The question means that for an arrangement of length n, for any interval, it is necessary to satisfy that the OR operation result of all numbers in this interval is not less than the length of this interval.
First, the result of the OR operation is not less than the two numbers involved in the operation.
Second, this is an arrangement. You take any interval of length L. This interval must have a number greater than or equal to L.
Nothing... output this arrangement in any order.
#include<bits/stdc++.h>
#define ll long long
#define IOS ios::sync_with_stdio(0); cin.tie(0); cout.tie(0);
using namespace std;
int main()
{
IOS;
int t;
cin>>t;
while(t--)
{
ll n;
cin>>n;
for(ll i=1;i<=n;i++) cout<<i<<' ';
cout<<endl;
}
}
Question B
Time to pass: 5min
observation summary
Given a n × \times× m area, each area has only'D' and'R' representing two directions, downward and right.
Now ask you to modify the direction of at least a few plots, so that starting from any plot in this area, you can reach point (n, m)
First observe the last line. Since we can only go down and to the right and must be able to reach point (n, m), the direction of this line must be R except for point (n, m).
After discussing the other lines above, each The last position (i, m) of a row is also due to the reason that point (n, m) can only be reached down and to the right, and the direction of these positions must all be the
other remaining plots of D. No matter how they are constructed, Since the direction can only go down or right, it will eventually go to the last row or the last column, and after the above structure, the last row and the last column can all go to (n, m), so the remaining area does not need to do anything change.

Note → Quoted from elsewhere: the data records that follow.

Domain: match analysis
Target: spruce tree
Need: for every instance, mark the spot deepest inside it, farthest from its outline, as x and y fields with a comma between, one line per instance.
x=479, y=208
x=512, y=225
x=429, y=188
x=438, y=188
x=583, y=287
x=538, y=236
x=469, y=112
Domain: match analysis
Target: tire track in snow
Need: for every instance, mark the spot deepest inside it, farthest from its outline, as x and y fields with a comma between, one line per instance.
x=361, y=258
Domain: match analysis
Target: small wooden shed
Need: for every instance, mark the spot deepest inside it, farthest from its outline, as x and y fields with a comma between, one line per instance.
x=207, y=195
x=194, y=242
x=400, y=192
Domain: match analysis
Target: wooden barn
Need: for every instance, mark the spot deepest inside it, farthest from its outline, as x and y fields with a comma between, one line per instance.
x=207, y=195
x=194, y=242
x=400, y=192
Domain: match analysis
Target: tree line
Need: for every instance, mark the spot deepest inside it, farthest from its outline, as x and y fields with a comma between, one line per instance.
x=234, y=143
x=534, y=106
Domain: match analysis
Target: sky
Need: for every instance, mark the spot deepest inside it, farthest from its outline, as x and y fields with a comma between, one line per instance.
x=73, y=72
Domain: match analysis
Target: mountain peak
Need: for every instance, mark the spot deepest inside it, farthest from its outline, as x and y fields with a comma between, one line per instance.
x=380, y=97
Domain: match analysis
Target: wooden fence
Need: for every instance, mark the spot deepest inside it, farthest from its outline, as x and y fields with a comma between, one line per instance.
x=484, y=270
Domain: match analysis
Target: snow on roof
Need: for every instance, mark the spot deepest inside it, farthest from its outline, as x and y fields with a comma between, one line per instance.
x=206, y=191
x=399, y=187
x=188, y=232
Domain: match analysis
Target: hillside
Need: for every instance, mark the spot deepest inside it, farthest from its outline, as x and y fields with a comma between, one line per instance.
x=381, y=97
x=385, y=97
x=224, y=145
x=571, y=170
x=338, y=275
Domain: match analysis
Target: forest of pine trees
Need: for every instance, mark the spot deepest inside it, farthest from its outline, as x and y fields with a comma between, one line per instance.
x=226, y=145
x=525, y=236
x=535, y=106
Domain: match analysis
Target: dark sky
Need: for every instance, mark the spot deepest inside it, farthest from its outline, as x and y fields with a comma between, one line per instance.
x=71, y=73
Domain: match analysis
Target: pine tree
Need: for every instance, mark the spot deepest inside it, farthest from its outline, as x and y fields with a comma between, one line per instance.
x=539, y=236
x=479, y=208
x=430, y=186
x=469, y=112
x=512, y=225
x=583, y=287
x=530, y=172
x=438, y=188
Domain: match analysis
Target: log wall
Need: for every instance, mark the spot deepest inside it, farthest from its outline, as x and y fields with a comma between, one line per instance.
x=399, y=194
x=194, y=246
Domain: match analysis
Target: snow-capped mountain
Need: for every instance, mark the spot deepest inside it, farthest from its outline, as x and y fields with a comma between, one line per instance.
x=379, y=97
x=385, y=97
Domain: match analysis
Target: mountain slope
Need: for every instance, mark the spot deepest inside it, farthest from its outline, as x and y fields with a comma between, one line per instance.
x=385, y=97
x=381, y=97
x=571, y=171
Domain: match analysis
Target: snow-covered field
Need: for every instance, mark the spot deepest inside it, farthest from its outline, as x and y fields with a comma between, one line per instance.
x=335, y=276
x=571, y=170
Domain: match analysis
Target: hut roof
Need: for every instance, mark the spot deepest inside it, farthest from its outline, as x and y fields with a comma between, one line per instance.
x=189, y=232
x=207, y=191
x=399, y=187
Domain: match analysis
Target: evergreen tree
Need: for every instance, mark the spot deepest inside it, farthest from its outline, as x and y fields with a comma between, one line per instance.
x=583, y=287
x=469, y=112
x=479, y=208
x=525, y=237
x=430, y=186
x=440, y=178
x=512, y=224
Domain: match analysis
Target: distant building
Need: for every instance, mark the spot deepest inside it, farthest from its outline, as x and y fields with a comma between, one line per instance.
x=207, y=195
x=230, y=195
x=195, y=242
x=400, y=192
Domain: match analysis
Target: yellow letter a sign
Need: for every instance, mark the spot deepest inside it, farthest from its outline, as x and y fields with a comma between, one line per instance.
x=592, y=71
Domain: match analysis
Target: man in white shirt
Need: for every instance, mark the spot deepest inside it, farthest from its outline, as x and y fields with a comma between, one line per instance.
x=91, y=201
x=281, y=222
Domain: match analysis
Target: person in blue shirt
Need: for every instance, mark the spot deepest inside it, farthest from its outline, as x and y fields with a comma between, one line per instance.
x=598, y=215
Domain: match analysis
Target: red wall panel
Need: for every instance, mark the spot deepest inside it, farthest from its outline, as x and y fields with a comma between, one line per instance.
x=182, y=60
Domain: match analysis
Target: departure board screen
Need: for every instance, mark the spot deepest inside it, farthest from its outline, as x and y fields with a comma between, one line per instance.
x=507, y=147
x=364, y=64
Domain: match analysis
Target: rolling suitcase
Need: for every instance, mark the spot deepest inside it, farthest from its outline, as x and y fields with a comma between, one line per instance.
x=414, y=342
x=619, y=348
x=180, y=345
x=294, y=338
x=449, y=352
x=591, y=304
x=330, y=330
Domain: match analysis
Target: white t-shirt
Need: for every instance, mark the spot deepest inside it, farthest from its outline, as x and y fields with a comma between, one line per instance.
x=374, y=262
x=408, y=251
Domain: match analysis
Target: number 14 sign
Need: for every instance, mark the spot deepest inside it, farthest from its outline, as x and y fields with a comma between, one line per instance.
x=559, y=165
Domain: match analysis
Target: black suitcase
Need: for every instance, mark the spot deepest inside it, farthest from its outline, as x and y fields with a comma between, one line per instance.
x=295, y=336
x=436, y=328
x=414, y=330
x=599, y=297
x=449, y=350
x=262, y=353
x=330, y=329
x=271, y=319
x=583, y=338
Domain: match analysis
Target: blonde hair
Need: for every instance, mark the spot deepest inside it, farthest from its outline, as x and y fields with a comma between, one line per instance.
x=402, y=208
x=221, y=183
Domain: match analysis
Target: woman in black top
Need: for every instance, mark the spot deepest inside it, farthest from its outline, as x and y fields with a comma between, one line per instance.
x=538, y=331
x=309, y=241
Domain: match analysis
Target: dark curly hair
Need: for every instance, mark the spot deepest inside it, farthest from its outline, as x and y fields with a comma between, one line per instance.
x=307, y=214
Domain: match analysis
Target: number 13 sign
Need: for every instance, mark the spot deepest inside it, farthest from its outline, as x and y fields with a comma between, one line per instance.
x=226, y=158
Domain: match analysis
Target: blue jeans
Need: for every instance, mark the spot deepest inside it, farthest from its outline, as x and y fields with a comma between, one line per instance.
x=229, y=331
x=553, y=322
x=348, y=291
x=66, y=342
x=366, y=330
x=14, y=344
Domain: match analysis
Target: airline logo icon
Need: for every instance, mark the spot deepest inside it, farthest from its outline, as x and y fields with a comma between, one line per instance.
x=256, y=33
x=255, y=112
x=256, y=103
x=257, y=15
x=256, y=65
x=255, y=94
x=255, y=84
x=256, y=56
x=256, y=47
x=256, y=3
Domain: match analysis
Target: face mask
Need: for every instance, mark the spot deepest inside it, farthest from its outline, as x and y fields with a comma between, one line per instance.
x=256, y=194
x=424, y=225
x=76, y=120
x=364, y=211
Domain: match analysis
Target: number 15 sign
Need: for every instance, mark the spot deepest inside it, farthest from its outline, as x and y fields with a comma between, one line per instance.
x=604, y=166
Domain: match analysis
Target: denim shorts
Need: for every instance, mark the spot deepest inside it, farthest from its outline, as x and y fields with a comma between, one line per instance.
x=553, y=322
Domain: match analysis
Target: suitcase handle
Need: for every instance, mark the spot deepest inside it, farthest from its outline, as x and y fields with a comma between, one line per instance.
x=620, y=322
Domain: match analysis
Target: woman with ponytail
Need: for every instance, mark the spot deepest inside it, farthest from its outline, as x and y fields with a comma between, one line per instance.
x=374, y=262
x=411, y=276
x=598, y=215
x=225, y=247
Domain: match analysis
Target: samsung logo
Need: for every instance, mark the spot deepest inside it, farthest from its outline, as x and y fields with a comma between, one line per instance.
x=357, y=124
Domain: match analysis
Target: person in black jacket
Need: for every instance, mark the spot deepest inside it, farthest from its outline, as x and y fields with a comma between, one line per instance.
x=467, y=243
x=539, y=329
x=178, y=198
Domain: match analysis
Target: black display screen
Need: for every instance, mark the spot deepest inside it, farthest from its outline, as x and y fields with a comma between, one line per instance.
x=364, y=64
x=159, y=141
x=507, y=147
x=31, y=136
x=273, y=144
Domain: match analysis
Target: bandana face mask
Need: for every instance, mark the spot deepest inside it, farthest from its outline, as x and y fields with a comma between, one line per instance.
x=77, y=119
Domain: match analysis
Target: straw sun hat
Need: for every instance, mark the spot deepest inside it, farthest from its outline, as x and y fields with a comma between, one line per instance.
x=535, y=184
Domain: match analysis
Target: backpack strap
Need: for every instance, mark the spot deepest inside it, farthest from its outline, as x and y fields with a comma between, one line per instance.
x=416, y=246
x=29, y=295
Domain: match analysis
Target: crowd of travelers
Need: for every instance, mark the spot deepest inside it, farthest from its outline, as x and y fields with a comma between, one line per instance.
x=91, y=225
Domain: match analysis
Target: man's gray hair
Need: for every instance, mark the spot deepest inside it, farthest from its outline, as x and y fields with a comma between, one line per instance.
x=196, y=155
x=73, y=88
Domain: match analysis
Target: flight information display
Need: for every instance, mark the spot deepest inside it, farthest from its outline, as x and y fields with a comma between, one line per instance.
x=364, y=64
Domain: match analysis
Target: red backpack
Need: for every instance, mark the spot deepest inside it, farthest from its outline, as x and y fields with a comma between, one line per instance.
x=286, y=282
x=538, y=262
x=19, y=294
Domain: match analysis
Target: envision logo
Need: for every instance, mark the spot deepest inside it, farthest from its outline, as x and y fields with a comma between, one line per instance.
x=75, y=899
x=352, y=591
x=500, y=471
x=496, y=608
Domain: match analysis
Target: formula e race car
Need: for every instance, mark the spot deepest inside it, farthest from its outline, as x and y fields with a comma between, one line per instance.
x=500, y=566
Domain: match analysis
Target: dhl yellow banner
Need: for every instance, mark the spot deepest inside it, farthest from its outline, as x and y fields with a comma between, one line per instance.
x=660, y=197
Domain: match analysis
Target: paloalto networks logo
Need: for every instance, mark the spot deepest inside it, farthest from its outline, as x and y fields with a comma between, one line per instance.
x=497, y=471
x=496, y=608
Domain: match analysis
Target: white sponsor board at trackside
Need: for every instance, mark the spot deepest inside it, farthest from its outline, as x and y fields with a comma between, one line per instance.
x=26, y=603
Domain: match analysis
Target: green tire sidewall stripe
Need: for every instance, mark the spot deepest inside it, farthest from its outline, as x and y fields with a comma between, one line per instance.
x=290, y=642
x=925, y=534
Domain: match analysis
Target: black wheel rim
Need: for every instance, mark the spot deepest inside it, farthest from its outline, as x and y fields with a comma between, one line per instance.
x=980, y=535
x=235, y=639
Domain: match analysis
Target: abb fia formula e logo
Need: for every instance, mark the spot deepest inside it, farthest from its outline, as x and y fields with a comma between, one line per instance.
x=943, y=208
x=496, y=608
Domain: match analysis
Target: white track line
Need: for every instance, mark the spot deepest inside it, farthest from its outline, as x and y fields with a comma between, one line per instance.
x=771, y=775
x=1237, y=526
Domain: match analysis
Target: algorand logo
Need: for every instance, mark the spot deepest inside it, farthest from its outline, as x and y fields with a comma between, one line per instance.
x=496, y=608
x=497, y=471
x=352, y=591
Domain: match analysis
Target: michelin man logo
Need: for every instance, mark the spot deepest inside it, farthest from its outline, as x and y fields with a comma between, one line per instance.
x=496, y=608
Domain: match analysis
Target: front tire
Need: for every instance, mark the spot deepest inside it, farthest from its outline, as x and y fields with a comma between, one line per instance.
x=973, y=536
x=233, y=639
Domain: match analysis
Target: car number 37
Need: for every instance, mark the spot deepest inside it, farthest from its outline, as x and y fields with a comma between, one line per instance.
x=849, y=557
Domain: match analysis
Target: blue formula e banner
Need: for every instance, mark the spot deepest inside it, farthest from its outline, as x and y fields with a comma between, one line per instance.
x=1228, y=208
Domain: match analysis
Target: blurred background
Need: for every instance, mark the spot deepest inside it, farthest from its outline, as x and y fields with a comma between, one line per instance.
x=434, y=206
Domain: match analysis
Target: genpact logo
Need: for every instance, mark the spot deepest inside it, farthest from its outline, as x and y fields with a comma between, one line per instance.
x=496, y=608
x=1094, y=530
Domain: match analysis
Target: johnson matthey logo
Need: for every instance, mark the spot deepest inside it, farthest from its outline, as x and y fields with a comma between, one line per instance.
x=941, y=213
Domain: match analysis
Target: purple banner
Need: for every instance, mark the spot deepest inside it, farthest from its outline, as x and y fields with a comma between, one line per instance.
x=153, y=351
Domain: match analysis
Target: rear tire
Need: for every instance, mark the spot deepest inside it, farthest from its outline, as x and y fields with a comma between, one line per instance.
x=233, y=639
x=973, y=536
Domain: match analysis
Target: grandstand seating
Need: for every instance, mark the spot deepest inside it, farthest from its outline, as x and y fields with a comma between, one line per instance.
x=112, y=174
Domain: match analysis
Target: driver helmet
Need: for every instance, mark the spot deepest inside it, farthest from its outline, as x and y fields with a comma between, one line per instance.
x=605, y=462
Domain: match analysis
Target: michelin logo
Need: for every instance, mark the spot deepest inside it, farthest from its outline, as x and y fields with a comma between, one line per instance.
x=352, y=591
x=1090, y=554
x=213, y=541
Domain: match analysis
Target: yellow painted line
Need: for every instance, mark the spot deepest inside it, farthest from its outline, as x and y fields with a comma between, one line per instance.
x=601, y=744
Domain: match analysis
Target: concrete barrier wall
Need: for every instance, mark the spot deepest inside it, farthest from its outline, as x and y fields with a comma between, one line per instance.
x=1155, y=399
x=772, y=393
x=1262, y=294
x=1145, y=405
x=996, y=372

Calculate the number of plots that are not R except for the point (n, m) in the last row.
Calculate the number of plots that
are not D except for the point (n, m) in the last column. Add the two together.
#include<bits/stdc++.h>
#define ll long long
#define IOS ios::sync_with_stdio(0); cin.tie(0); cout.tie(0);
using namespace std;
string s[107];
int32_t main()
{
IOS;
int t;
cin>>t;
while(t--)
{
ll n,m;
cin>>n>>m;
for(ll i=0;i<n;i++) cin>>s[i];
ll ans=0;
for(ll i=0;i+1<n;i++)
if(s[i][m-1]!='D') ans++;
for(ll i=0;i+1<m;i++)
if(s[n-1][i]!='R') ans++;
cout<<ans<<endl;
}
}
Question C
Time to pass: 10min
rule summary, structure
We are required to construct a permutation so that there is a closed loop after building an undirected graph according to the following two rules.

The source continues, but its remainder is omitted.